The legality of Operation Telic (the UK’s military campaign in Iraq) — and, to a lesser extent, Operation Herrick in Afghanistan — is the subject of political and academic debate, but neither operation has been determined to be contrary to international law by a court or other relevant body, such as the United Nations. 

The more immediate political problem is that the Defence Secretary has, by implication, accused UK Armed Forces personnel of having participated in unlawful military aggression. In any other government at any other time, his position would be untenable. Fortunately for Wallace, he was an early supporter of Boris Johnson and that is the metric by which these things are apparently judged in this government.

Wallace served in the Scots Guards, including a tour in Northern Ireland during the Troubles, and of course he deserves our gratitude for that. If anything, however, it only makes his comments worse. No defence secretary should talk as blithely as this about conflicts in which British soldiers lost their lives but especially not one who understands better than most what it is like to be on the ground in such a conflict.

Unfortunately, this kind of thing is becoming a pattern with Wallace. Last August, he was picked up by a nearby camera suggesting to French armed forces minister Florence Parly that the government was proroguing Parliament to get Brexit done, sinking Number 10’s line that it was a perfectly innocent move to introduce a Queen’s Speech. 

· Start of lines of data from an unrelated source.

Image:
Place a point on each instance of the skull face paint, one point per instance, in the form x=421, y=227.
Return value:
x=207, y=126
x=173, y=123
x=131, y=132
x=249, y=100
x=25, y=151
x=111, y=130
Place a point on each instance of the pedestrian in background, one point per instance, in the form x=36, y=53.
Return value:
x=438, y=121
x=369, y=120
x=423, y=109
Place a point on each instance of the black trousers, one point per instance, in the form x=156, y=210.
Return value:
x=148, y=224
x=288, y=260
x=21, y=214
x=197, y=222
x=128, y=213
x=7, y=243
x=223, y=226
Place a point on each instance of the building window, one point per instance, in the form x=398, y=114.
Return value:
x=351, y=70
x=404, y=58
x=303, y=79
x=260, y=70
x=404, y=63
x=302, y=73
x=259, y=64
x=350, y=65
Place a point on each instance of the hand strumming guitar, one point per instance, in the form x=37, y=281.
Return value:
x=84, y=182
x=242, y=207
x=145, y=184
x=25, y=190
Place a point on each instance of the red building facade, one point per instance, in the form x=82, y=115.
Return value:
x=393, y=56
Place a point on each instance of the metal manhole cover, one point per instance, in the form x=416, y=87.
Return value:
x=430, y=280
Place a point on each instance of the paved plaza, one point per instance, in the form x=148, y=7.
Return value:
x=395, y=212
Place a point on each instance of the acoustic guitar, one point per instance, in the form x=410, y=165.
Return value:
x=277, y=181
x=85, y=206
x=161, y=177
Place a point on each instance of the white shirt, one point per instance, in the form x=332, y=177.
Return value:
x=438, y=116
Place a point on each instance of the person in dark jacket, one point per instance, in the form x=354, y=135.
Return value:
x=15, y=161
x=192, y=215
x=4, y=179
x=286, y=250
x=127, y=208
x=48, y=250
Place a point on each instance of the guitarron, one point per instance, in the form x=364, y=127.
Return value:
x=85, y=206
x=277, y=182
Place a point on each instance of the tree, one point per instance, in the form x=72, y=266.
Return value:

Two months later, he defended Turkish strongman Recep Tayyip Erdoğan’s incursion into northeast Syria, saying at a meeting in London: 

‘Turkey needs to do what it sometimes has to do to defend itself.’

Only a few days earlier, Human Rights Watch had said

‘Turkey and its allies have previously unlawfully killed, arbitrarily arrested, and wrongfully displaced civilians. This military operation risks repeating these abuses unless they take steps now.’

We have a defence secretary who accuses the UK of engaging in ‘illegal wars’ while defending the military adventures of Turkey.